Faced with reducing seating by 50 percent, the anti-passport airline would then have to choose between requiring passports or going out of business.
Controlling interstate travel would be the governmental equivalent of winning the lottery — international travel even more so. If you are freedom-loving nation and refuse to participate, Uncle Sam can fix that during an unrecorded meeting between diplomats: “We need to protect our citizens and we think your refusal to use the vaccine passport system fails to do so, so we’re going to withhold aid until you do.”
As was evidenced by the New York City law to ban soft drinks of more than 16 ounces, some politicians would even like to control what we eat and drink — so what magical combination of “bad” food and drink could Fauci dream up a year down the road that “exacerbates” COVID-19? Alcohol? Red meat? Junk food? In the name of “safety,” wouldn’t it make sense to require cashiers to check for the vaccine passport? People using food stamps have a variety of products they aren’t allowed to buy — so why not enforce the same regulations among no-passport desperadoes?

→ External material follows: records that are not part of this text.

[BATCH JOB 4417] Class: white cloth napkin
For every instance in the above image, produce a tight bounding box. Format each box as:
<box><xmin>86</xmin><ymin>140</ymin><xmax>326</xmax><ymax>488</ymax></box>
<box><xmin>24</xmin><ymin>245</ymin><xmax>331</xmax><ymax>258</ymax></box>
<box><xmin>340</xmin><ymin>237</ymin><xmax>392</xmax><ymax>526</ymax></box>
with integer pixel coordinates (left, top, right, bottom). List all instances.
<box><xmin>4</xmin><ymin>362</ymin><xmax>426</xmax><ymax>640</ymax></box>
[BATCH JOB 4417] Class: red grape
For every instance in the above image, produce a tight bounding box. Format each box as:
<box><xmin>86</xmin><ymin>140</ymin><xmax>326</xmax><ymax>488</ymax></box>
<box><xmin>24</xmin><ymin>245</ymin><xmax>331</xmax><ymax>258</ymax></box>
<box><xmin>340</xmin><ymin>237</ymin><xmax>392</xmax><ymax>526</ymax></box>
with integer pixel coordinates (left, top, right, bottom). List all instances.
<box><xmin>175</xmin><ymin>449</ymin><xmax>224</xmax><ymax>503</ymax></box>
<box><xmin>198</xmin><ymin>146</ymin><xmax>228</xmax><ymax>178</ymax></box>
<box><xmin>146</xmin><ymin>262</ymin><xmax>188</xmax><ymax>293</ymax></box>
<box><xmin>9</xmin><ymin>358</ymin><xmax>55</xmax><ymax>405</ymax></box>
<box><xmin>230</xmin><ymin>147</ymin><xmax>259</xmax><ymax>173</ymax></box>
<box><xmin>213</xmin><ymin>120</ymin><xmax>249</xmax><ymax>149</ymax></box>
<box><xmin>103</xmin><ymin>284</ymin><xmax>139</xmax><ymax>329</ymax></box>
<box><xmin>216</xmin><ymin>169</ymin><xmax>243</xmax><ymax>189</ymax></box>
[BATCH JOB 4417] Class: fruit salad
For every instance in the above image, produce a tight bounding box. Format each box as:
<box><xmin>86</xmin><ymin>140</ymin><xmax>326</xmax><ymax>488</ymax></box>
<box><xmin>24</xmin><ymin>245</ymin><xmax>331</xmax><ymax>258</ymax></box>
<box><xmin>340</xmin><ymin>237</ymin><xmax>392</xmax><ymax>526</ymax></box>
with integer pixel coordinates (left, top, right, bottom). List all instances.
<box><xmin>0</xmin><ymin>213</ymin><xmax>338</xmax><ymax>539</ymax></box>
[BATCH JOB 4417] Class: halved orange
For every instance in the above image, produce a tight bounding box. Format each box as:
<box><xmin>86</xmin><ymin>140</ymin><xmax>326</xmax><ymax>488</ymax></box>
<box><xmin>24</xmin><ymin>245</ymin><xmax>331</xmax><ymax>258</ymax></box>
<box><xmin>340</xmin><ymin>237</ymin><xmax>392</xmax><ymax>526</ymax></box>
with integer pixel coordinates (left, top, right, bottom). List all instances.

There are more examples than there is space to write them: A vaccine passport could be used to control where you dine, what buildings you can enter, what events you attend, where you do business, whether you get health/life insurance and how you travel. The list is limited only by the imaginations of the kings and queens who rule us.
Perhaps the ultimate power for the government would be knowing, by name, everyone who refused take the vaccine or refused to participate in vaccine passport program based on principle. Why? Well, ask the question “What kind of person would refuse?”
Those who don’t trust the government.
And a “known enemies list” is a spreadsheet every politician and bureaucrat would kill to have.